Note: This article assumes knowledge of how to use and interpret Performance Monitor output.
SQL Server optimisation is at its most basic level a search for bottlenecks. Windows NT Performance Monitor allows the administrator to hunt down these bottlenecks and therefore produce performance gains in SQL Server, it provides easy access to performance information and therefore, a great way into SQL optimisation. Performance Monitor does, however, provide a baffling range of counters, many find it intimidating. (a useful tip is to use the explain button while looking through the counters)
This article covers some of the more important counters with reference to SQL Server. One article couldn’t hope to cover all aspects but at least it might get you familiar enough with the basics of Performance Monitor to allow experimentation.
Its important to remember that you need to use these counters in conjunction with each other to get any sensible results. To change SQL Server configuration options use the sp_configure stored procedure.

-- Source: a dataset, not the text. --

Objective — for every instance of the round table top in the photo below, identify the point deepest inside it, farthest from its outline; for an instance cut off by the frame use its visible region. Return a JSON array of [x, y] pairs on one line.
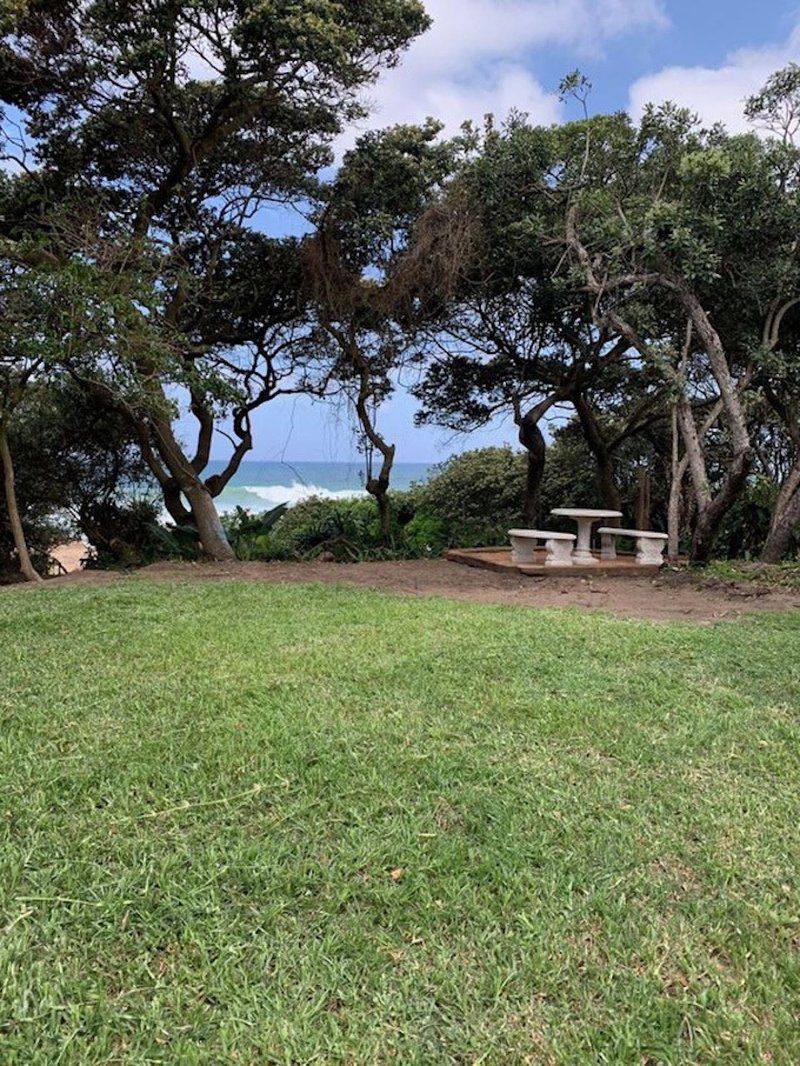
[[585, 513]]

There are a number of areas that Performance Monitor can help diagnose, these include:
Processor: % Processor Time
This counter monitors CPU usage. If your using a multiple processor system you can either set up individual counters for each processor, or you can use System: % Total Processor Time. If you are using multiple counters they should ideally be showing similar values. If the counter is in the range 80% – 100%, there may be a problem. Spikes upto 100% are expected and are nothing to worry about, if the counter is constantly above 80% then you will need to take action to discover the cause.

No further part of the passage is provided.